In order to logically treat and cure autism, we need to know what biological pathways are disrupted in affected individuals. Studying genes can give us this information. Decades of research have taught us that variations in gene sequences can create variations in proteins, some of which may function better than others. Because researchers know how to read the sequences of genes, pinpointing one that is strongly linked to autism would immediately reveal a protein whose function must play a role in the development of autism. And again, because researchers have studied the functions of protein pathways for decades, they can leverage existing knowledge to jump to an understanding of which biological pathways are weakened in individuals with autism.
Thus, establishing the genes linked to autism produces the knowledge of what autism involves, biologically-speaking. This points us to the areas that require targeted interventions-- knowledge that is currently lacking. It is with this in mind that Cure Autism Now has funded a Genomics Initiative award to a team of geneticists from UCLA, so they can immediately pursue one of the current best leads in autism genetics.

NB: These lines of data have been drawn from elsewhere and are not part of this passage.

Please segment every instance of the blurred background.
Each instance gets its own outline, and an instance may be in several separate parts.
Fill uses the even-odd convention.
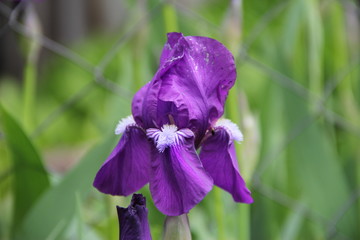
[[[215,187],[193,239],[359,239],[359,14],[353,0],[1,0],[0,239],[118,239],[130,199],[92,181],[171,31],[235,56],[225,114],[255,200]]]

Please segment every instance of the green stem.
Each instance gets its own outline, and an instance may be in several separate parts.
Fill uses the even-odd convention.
[[[165,2],[162,12],[164,17],[165,31],[178,32],[179,27],[178,27],[176,10],[174,6],[169,2]]]

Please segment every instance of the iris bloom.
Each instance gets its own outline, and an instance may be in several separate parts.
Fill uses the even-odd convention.
[[[150,227],[147,219],[146,199],[141,194],[134,194],[129,207],[116,206],[120,240],[151,240]]]
[[[235,156],[242,134],[220,119],[235,79],[234,58],[220,42],[169,33],[159,69],[116,127],[122,137],[94,186],[127,196],[150,183],[156,207],[170,216],[188,213],[213,184],[251,203]]]

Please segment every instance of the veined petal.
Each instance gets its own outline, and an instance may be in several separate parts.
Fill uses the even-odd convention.
[[[228,191],[236,202],[253,202],[239,172],[234,143],[225,128],[215,128],[213,135],[203,142],[200,159],[215,185]]]
[[[144,130],[128,126],[94,180],[94,187],[127,196],[149,182],[150,144]]]
[[[147,219],[146,199],[134,194],[129,207],[116,206],[119,218],[120,240],[151,240]]]
[[[151,195],[165,215],[189,212],[212,189],[213,181],[196,154],[193,137],[162,153],[153,147],[151,168]]]

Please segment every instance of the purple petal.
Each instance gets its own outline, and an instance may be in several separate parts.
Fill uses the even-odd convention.
[[[236,202],[252,203],[250,191],[245,186],[236,160],[234,143],[227,131],[218,127],[205,140],[200,151],[204,168],[214,179],[214,184],[228,191]]]
[[[211,190],[213,181],[204,170],[194,148],[194,138],[152,150],[150,191],[155,206],[165,215],[187,213]]]
[[[116,206],[119,218],[120,240],[151,240],[147,219],[146,199],[134,194],[129,207]]]
[[[111,195],[127,196],[149,182],[150,143],[145,132],[129,126],[94,180],[94,187]]]

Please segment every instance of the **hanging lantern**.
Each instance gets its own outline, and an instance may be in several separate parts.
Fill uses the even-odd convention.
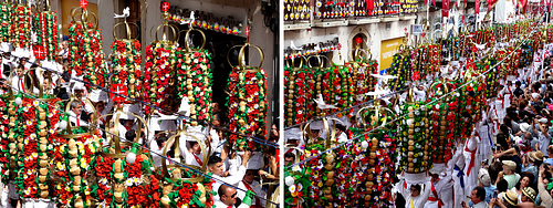
[[[167,15],[168,13],[165,12],[164,17]],[[159,29],[163,31],[161,40],[157,35]],[[167,31],[171,32],[171,37],[169,37]],[[144,101],[158,107],[163,106],[167,111],[171,111],[176,106],[170,94],[170,89],[174,84],[174,71],[180,64],[180,60],[177,59],[177,52],[180,51],[180,48],[177,48],[179,40],[178,31],[177,27],[169,24],[166,18],[164,18],[164,23],[156,29],[155,41],[146,48],[143,80]],[[169,38],[173,38],[173,40],[169,40]],[[154,111],[148,105],[144,107],[147,115]]]
[[[244,49],[252,46],[261,54],[259,66],[246,65]],[[229,75],[229,129],[248,136],[264,137],[267,135],[267,76],[261,65],[263,63],[263,51],[250,43],[240,48],[239,65]],[[237,134],[229,134],[230,144],[240,150],[255,150],[259,146],[252,138]]]
[[[88,91],[106,87],[108,72],[102,50],[102,33],[97,29],[97,17],[84,8],[73,9],[70,22],[70,69],[83,76]],[[76,21],[79,20],[79,21]]]
[[[453,92],[455,85],[448,80],[439,80],[435,82],[429,92],[430,102],[430,142],[431,142],[431,158],[434,164],[445,164],[451,158],[451,148],[453,145],[455,121],[457,119],[457,96],[447,95]],[[447,95],[446,97],[442,97]]]
[[[157,190],[161,193],[160,207],[211,207],[213,205],[213,196],[211,191],[215,180],[196,173],[207,173],[209,153],[206,149],[206,136],[200,132],[179,131],[167,141],[167,144],[163,149],[163,155],[167,157],[168,150],[174,147],[174,158],[177,158],[178,160],[180,158],[180,139],[199,143],[204,163],[201,164],[201,167],[191,166],[195,168],[195,170],[192,170],[181,168],[177,165],[167,165],[166,159],[161,160],[161,177],[165,179],[160,181],[161,188]]]
[[[185,35],[185,50],[178,52],[180,67],[176,71],[176,90],[178,100],[187,97],[190,105],[190,119],[185,123],[190,126],[197,126],[198,123],[207,124],[211,121],[211,95],[212,95],[212,72],[211,53],[205,50],[206,34],[202,31],[190,29]],[[198,49],[189,48],[190,32],[198,31],[202,37],[202,45]],[[179,103],[180,104],[180,103]]]
[[[303,59],[301,59],[300,66],[296,67],[292,60],[292,65],[286,64],[284,69],[284,124],[286,126],[313,118],[313,114],[310,116],[313,105],[309,104],[314,98],[311,93],[312,87],[310,87],[311,75],[310,70],[303,67]]]
[[[65,112],[71,111],[73,102],[81,102],[77,98],[71,98],[65,107]],[[84,102],[91,106],[88,100]],[[96,152],[102,145],[102,133],[95,128],[97,123],[96,111],[93,108],[91,124],[88,126],[73,126],[79,118],[63,116],[60,122],[59,136],[61,145],[55,147],[53,154],[55,170],[54,176],[59,178],[55,185],[55,195],[58,204],[86,208],[94,207],[93,190],[94,183],[90,183],[94,173],[92,165],[96,159]]]
[[[29,49],[31,46],[31,8],[29,6],[18,4],[13,7],[11,28],[13,48]]]
[[[115,35],[115,29],[119,25],[125,25],[126,39],[118,39]],[[140,41],[136,40],[136,37],[132,37],[131,25],[136,27],[136,23],[128,23],[125,19],[124,22],[115,24],[113,28],[113,35],[115,42],[112,43],[113,53],[112,64],[113,64],[113,75],[111,80],[111,91],[123,93],[128,95],[132,100],[125,97],[121,98],[121,103],[132,104],[135,103],[134,100],[142,100],[142,87],[143,87],[143,75],[140,67]],[[127,92],[119,92],[121,87],[125,86]]]
[[[11,27],[13,20],[13,4],[9,1],[0,3],[0,42],[10,43],[13,39],[13,30]]]
[[[399,169],[407,174],[425,173],[431,166],[429,145],[429,122],[427,118],[427,106],[424,102],[413,98],[413,90],[409,91],[410,100],[399,108],[405,115],[398,128],[399,133]],[[408,97],[409,98],[409,97]]]
[[[46,10],[34,15],[36,43],[41,46],[41,55],[38,60],[55,61],[58,55],[58,14],[50,11],[50,0],[45,1]],[[36,56],[36,55],[35,55]]]
[[[115,113],[101,116],[113,116],[114,128],[111,131],[111,142],[107,146],[100,148],[100,155],[92,164],[97,184],[93,188],[97,191],[93,193],[93,197],[100,204],[109,205],[111,207],[143,207],[144,205],[153,205],[148,195],[153,194],[152,188],[155,188],[157,181],[152,177],[153,162],[149,153],[143,152],[137,141],[142,138],[143,126],[146,128],[145,138],[148,138],[148,126],[146,121],[140,116],[123,111],[118,107]],[[123,118],[139,121],[136,131],[135,141],[122,142],[119,139],[119,121]],[[106,125],[108,126],[108,125]],[[107,131],[107,129],[106,129]]]
[[[28,73],[29,70],[23,72],[25,75]],[[50,86],[51,80],[43,80],[43,82],[45,86]],[[54,173],[52,170],[54,164],[50,156],[54,154],[54,145],[59,143],[55,129],[60,119],[58,110],[60,98],[44,93],[46,89],[43,86],[34,86],[31,83],[31,89],[35,87],[39,89],[39,94],[20,93],[18,95],[21,103],[15,113],[19,122],[14,122],[14,124],[19,125],[13,128],[20,129],[14,129],[12,135],[13,138],[18,138],[19,167],[17,167],[18,174],[14,184],[18,194],[24,199],[22,206],[39,200],[53,205],[56,197],[55,193],[51,191],[54,187]],[[11,153],[15,152],[10,149],[10,156]]]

The search for autism genes has not been as easy as predicted, based on the high rate of heritability of the disorder. This is due to considerable heterogeneity, both in the actual clinical syndrome (the huge variability in symptoms), and at the genetic level (many different genes contribute, and their contributions may be to provide susceptibility to a variety of environmental factors rather than direct causation). One approach to expedite gene identification involves separating autism into more homogeneous subtypes based upon clinical features, so called “endophenotypes.” Endophenotypes are components of a disorder -- such as brain structure, language characteristics, or social behavior -- that are more specific than the general category of “autism,” and thus allow more precise study of the disorder.
UCLA team narrows search for autism genes.
A team of scientists from UCLA, led by Dan Geschwind, M.D., Ph.D, Stan Nelson, Ph.D., and Rita Cantor, Ph.D., has been working to identify autism genes by dividing subjects into subsets using a variety of autism related endophenotypes, including language characteristics, social behavior and gender. The work on gender has been driven by the observation that males are affected 4 times more frequently than females. The researchers reasoned that this might mean that males have different genetic risk factors than females. In a series of published papers using the AGRE collection, they have identified and confirmed a locus on chromosome 17q that contributes to autism in families where autism occurs primarily in males. Since this is the first confirmed autism locus discovered through a whole genome scan, it offers a unique and exciting opportunity to identify a gene that contributes to the risk of developing autism. This new study was so important that Discover magazine has ranked it as one of the overall top 100 scientific findings in 2005!
The Genomics Initiative award from Cure Autism Now will allow these researchers to finely comb through the Chromosome 17q genomic region to determine if any of the approximately 100 genes in the area may be responsible for autism susceptibility. Within the next several months, the UCLA group will test every gene within the chromosomal region, narrowing the hunt to a few genes. This will be accomplished using the most cost effective and efficient methodology currently available for this size project, the Illumina Bead Array System, testing nearly 3 million genetic variants in male-containing families in AGRE. If gene(s) are identified, we will have an improved sense of what altered protein or pathway contributes to the development of autism. As explained above, this knowledge could then provide the basis for clearly targeted treatments and the possibility of definitive diagnostic tests.
It should be noted that this study was made possible by the large number of new families in the AGRE database. Without their participation we would not be poised for this next big step. Although there can never be guarantees in biology, taking the chance to allow this genetic study to progress to the next stage is what Cure Autism Now is all about –accelerating mechanisms that can lead to interventions for individuals affected with autism, as soon as possible.